Rose, ses parents, ses frères et soeur, même ses animaux détonnent – mention spéciale pour le Bouvier bernois baveur. Famille réellement unie, jamais ils ne doutent de l’innocence de Gus, et mettent tout en oeuvre pour le retrouver et l’innocenter. Oui, cerise sur le gâteau de problème, Gus a disparu, et ce n’est pas vraiment volontaire de sa part. Qui peut avoir intérêt à le séquestrer ? Oui, les vrais coupables, on s’en doute, mais qui sont-ils ? Personne ne ménage sa peine, son humour, sa culture, son sens de la révolte et son engagement pour parvenir à leur fin, qui est des plus louables. Tant pis pour les autres : dommages collatéraux à prévoir, surtout pour ceux qui sont, en façade, des familles parfaites, à photographier dix fois dans Gala ou Paris Match – ou sur intagram, soyons moderne.

A lire, pour vous réjouir et réfléchir.

 

 

Detective Conan, volume 3 de Gosho Aoyama

Mon avis :

Comme beaucoup de lecteurs, j’ai découvert ce manga par l’animé, même si je n’avais pas l’âge du public cible – ou comment partager quelque chose avec ses élèves.

Dans ce troisième tome (j’ai prêté le 2 cette année régulièrement), Conan, Ran et Mouri se retrouvent sur un bateau de croisière à la suite d’un concours de circonstances assez complexes. Surtout, cela ne fait pas plaisir à tout le monde : en effet, c’est un bateau de croisière privé, et le chef de famille déteste les détectives privés et les personnages qu’il soupçonne d’être des pique-assiettes. Si les tout nouveaux passagers appartiennent bien à la première catégorie, ce n’est pas le cas de la seconde. Pourtant, le bonheur devrait être au rendez-vous, parce que la petite fille vient de se marier, et j’ai appris ainsi que dans les grandes familles bourgeoises japonaises, le mari prend le nom de son épouse, et non l’inverse. On découvre aussi à cette occasion à quel point un seul être peut mettre à mal toute une famille. Je n’irai pas jusqu’à dire que la mort du patriarche soulage tout le monde, je dirai qu’il n’est pas beaucoup de personnes pour exprimer du chagrin. Las ! Alors que le coupable semblait avoir été trouvé, un nouveau meurtre est commis, puis une agression. Conan enquête, oui, et si le récit est une variation sur le thème du meurtre en chambre close, et autres Meurtre sur le Nil, il montre aussi les failles de la société japonaise, qui ne laisse pas l’individu s’épanouir, ou si peu.

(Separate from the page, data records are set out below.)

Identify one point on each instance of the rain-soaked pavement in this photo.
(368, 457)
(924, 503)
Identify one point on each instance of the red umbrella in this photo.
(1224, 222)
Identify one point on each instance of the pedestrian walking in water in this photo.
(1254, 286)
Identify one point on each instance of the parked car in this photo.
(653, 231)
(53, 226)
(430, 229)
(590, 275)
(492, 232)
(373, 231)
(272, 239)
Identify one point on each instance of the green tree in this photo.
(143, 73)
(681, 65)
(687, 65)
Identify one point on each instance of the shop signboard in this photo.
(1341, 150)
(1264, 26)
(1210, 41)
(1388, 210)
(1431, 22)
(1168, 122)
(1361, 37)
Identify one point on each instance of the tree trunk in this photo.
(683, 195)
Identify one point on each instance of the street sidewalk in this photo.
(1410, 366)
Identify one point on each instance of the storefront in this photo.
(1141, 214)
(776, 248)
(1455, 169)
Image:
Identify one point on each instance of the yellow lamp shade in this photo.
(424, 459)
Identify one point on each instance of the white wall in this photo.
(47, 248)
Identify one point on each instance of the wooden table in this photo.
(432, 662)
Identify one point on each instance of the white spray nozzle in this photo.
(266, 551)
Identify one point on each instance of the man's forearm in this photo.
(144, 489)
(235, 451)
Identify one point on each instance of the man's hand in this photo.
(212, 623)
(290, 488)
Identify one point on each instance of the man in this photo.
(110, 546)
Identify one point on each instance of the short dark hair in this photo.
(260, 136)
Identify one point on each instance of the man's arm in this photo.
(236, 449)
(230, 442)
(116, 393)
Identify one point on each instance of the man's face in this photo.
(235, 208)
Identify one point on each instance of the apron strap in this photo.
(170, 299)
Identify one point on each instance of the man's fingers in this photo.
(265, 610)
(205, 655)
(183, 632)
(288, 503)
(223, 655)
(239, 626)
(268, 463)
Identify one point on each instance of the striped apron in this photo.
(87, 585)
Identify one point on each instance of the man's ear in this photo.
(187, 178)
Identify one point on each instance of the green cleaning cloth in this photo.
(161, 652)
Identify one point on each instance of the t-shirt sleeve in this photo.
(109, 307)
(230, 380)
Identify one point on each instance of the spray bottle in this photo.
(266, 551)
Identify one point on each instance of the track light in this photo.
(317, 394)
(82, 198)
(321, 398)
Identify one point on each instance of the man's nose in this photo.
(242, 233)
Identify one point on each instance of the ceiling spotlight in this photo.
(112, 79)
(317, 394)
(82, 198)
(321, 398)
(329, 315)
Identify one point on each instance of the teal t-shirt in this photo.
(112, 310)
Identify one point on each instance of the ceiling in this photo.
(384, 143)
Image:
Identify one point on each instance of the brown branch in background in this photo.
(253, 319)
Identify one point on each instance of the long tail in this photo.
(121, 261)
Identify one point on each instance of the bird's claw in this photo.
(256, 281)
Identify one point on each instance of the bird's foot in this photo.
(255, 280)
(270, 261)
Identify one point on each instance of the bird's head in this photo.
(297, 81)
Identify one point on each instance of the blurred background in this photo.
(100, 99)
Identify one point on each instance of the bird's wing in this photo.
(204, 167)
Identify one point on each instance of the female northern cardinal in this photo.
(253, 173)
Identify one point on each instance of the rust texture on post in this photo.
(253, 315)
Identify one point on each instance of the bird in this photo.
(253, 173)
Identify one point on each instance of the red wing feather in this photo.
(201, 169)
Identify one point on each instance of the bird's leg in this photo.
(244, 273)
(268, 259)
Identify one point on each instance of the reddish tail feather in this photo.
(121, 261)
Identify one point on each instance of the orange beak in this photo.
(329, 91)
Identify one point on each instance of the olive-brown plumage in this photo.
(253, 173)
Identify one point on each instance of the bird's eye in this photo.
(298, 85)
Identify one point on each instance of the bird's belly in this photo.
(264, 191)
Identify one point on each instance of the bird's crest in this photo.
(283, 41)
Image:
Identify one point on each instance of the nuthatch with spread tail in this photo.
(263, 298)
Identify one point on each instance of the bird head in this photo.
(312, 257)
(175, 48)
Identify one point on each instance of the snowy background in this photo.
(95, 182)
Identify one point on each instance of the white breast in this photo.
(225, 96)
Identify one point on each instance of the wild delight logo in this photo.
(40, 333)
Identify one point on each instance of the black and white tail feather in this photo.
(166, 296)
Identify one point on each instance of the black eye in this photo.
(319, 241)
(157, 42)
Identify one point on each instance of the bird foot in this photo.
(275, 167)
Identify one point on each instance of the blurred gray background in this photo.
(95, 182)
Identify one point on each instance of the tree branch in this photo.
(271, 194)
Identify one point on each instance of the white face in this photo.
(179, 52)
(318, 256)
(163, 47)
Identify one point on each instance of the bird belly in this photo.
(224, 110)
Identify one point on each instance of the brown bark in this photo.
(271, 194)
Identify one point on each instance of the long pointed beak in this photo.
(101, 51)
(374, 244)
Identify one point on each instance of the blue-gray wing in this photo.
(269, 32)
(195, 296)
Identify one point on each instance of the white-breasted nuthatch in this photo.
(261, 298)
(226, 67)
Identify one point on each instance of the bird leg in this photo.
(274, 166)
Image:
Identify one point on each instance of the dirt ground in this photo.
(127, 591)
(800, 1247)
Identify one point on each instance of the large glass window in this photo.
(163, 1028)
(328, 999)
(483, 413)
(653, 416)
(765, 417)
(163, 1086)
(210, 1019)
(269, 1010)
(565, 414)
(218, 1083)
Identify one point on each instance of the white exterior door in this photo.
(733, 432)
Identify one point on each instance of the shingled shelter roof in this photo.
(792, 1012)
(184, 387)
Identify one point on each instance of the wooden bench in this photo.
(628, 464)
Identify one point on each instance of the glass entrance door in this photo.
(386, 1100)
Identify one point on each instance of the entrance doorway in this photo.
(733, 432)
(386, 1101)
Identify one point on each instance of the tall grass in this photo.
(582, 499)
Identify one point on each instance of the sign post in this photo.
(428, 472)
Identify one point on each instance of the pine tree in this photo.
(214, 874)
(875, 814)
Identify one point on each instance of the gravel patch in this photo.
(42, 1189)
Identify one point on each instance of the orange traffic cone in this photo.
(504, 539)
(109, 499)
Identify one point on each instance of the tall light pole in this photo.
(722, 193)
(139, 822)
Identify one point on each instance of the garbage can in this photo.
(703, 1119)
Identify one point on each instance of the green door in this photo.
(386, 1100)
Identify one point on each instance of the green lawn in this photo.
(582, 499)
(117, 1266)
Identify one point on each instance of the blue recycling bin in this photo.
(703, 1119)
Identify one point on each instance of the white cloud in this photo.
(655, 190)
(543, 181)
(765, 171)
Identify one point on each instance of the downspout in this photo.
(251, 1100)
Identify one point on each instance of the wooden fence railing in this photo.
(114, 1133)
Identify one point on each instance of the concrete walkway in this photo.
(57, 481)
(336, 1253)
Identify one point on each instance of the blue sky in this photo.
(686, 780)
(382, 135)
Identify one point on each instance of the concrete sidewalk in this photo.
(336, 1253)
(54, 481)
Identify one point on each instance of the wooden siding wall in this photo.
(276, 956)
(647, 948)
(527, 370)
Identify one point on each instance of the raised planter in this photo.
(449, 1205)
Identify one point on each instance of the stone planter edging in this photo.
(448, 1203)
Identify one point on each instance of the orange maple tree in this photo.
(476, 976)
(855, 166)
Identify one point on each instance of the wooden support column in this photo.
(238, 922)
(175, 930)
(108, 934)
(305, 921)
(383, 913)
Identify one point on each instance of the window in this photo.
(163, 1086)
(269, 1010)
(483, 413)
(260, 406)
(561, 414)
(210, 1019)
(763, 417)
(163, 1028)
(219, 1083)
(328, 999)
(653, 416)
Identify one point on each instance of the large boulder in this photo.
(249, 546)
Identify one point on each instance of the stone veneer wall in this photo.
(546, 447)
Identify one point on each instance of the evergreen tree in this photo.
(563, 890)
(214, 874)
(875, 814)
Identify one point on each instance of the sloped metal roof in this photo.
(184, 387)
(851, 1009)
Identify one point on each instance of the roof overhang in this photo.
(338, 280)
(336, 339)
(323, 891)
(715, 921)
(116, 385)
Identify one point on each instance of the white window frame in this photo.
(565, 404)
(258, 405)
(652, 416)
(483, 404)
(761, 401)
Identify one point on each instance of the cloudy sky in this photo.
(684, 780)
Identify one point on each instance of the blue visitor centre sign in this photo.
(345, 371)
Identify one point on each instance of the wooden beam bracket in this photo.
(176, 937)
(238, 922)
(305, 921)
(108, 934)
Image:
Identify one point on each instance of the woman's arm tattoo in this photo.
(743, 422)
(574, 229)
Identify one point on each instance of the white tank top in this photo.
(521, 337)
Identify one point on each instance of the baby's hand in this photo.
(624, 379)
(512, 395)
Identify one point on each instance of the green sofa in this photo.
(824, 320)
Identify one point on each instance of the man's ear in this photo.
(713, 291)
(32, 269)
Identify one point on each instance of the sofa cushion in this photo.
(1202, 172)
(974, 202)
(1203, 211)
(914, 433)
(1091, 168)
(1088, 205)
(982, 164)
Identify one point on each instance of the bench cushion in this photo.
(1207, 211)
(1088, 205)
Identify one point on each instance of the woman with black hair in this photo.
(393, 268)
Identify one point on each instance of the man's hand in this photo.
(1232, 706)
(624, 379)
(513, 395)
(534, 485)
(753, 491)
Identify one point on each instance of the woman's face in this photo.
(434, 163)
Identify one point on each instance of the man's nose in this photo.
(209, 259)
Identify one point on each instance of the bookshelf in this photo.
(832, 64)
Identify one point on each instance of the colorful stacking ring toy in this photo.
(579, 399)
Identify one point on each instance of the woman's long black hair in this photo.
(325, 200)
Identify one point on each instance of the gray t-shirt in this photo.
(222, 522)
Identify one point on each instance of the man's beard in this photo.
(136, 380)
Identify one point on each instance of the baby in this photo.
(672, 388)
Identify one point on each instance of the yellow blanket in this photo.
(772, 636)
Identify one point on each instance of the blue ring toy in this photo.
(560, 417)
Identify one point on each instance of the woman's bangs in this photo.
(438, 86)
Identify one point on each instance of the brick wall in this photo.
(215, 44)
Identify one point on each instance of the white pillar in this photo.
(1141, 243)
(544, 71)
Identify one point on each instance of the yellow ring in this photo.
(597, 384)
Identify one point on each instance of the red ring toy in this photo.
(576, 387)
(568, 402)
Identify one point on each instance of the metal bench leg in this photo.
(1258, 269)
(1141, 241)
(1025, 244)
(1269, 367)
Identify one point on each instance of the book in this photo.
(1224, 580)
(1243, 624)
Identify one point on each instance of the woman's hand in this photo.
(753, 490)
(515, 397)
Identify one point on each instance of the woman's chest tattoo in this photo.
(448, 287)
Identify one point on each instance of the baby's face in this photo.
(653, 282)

Le second récit commence de manière plus légère, pour finir de manière poignante. Il n’est pas forcément de meurtres, de vol pour qu’une enquête ait lieu. Et l’on peut aussi démontrer à quel point se venger ne change rien, n’ôte rien à la douleur, sans pour autant montrer l’accomplissement de la vengeance. Oui, il est toujours possible de changer d’avis – heureusement.

Pendant ce temps, Ran a tout de même des doutes, Conan et ses déductions ont une forte tendance à lui rappeler quelqu’un. Autant dire que le jeune garçon a souvent très chaud et a la chance de pouvoir compter sur le professeur pour le tirer de ces mauvais pas.